The slow-moving effect is due to the fact that at a certain wind speed, the blades seem to interfere with each other due to their turbulence, changing the direction of air flow. And at certain speeds such windmill slows itself. From here we see that many bladed windmills do not give much spin, so these windmills are used where you do not need high speed.

In turn, small bladed windmills have a high speed, reaching 12 units in single-blade wind turbines.

Of course, speed depends not only on the number of blades, but also on the blade profile and its performance. So, for example, a full-profile blade made without flaws has a higher speed ratio than a semi-profile blade, or a blade with a rough surface.

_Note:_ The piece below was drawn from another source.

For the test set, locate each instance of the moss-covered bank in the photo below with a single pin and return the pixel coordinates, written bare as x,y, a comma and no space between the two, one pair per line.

So why not use a single-blade windmill for wind turbines? Here comes another parameter called Gyroscopic torque.

Wind is not a constant value not only in its speed but also in the direction, which makes the wind turbine practically always works in dynamic mode constantly changing its direction. At this time, the screw rotates, and it is known that any rapidly rotating body seeks, like a whirlwind, to keep the direction of its axis of rotation unchanged, and counteracts any attempt to reject this axis. If you force the end of the axis to deviate in either direction, it will resist, and its end will go in the direction perpendicular to the impact. This is called gyroscopic torque, its value depends on the mass, diameter and rotation of the screw. I will remind, the mass of blades also grows with increase of turns at the expense of centrifugal force.

And as the power of the screw depends a little on speed, then choose such configuration of blades at which gyroscopic now not so much, and turns, at it's not that small.

Three wind blades are such a compromise for wind turbines. The speed ratio is about 6 to 7 units on average.